PROJECT SUMMARY (ABSTRACT):
Title: The function and underlying mechanism of TET1 in myelodysplastic syndromes.
Background: Myelodysplastic syndromes (MDS) is a heterogenous group of clonal hematopoietic stem cell
disorders, characterized by peripheral blood (PB) cytopenias (e.g., anemia, leukopenia, and thrombocytopenia).
Although chromosomal abnormalities, gene mutations and some histone/DNA epigenetic changes have been reported
in MDS, the molecular mechanisms underlying the pathogenesis of MDS have not been well understood. TET1, the
founding member of the TET methylcytosine dioxygenase family, was first identified as a fusion partner of the
MLL gene in acute myeloid leukemia (AML). In contrast to the previous thought that all three TET genes
(TET1/2/3) may function as tumor suppressor genes in cancers, our recent work showed that TET1 is
overexpressed in certain subtypes of AMLs, and plays a critical oncogenic role in the development of such AMLs.

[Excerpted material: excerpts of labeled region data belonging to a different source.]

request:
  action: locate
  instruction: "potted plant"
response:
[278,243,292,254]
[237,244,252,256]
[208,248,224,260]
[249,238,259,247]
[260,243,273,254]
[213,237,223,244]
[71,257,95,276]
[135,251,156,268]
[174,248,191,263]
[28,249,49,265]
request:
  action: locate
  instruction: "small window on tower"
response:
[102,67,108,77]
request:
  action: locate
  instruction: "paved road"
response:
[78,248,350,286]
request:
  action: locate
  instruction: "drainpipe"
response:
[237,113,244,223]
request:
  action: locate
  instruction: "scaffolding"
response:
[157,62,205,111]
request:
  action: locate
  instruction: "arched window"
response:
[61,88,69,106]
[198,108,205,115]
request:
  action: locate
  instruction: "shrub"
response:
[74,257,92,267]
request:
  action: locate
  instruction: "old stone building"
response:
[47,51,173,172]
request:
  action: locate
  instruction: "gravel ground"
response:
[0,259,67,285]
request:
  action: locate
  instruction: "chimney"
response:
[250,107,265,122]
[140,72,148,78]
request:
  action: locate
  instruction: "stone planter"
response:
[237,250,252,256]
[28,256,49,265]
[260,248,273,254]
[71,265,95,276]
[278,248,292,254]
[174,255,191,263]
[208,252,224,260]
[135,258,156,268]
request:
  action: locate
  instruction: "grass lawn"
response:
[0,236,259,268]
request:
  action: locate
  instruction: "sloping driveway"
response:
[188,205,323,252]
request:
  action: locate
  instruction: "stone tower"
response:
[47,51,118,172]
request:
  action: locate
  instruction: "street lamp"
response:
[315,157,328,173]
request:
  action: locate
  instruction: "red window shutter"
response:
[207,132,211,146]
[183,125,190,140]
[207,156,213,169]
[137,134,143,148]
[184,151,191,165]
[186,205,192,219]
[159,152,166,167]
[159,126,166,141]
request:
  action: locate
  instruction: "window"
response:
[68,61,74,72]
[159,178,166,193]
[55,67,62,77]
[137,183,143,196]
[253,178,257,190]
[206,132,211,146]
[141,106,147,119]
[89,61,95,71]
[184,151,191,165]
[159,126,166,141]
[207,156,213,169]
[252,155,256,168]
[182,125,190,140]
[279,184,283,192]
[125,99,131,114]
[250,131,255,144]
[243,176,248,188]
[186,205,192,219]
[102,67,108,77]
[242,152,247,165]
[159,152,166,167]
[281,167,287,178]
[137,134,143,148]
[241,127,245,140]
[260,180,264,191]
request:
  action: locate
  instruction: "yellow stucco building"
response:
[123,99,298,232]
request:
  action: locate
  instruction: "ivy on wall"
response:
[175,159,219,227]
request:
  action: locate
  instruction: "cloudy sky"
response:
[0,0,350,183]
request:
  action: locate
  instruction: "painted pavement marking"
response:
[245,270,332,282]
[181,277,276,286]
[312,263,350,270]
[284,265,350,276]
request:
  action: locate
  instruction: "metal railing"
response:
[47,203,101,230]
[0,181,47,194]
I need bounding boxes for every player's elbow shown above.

However, the role of TET1 in MDS remains unknown. Recently, in analysis of a genome-wide gene expression
profiling dataset of a large cohort of human primary MDS patients, we found that TET1 is also aberrantly
overexpressed in all the major subtypes of MDS analyzed, which was confirmed by qPCR in our in-house MDS
samples. Tet1 is also overexpressed in various murine MDS models. We then showed that knockdown of TET1
expression substantially promoted differentiation of MDS cells, and forced expression of wild-type TET1 (but not
catalytic inactive TET1 mutant) caused the opposite phenomenon. TET1 depletion also significantly inhibited
MDS progression and diminished cytopenias in vivo. Furthermore, we have identified a set of potential/candidate
target genes of TET1 in MDS, and some of them have been implicated in the pathogenesis of MDS.
Objective/Hypothesis: TET1 plays an essential role in MDS pathogenesis through epigenetically regulating
expression of a set of essential target genes.
Specific Aims: (1) To determine whether TET1 is required for the development and maintenance of MDS;
(2) To determine whether forced expression of TET1 can promote MDS development and progression, and
whether TET1 function is dependent on its catalytic activity; and (3) To decipher the molecular mechanism(s)
underlying the pathological role of TET1 in MDS.
Study Design: 1) We will conduct loss-of-function studies in genetic animal MDS models and patient-derived
xeno-transplantation (PDX) MDS models to determine whether Tet1/TET1 expression/function is required for both
development and maintenance of MDS (Aim 1). 2) We will conduct gain-of-function studies with the above MDS
models to determine whether forced expression of Tet1/TET1 can promote MDS development and progression
via a catalytic activity-dependent mechanism (Aim 2). 3) We will perform genome-wide ChIP-seq, 5hmC-seq,
and RNA-seq to identify all direct targets of TET1 in MDS, followed by the validation/functional studies of a set
of top targets of TET1 in vitro and in vivo, to elucidate the molecular mechanism underlying TET1’s role (Aim 3).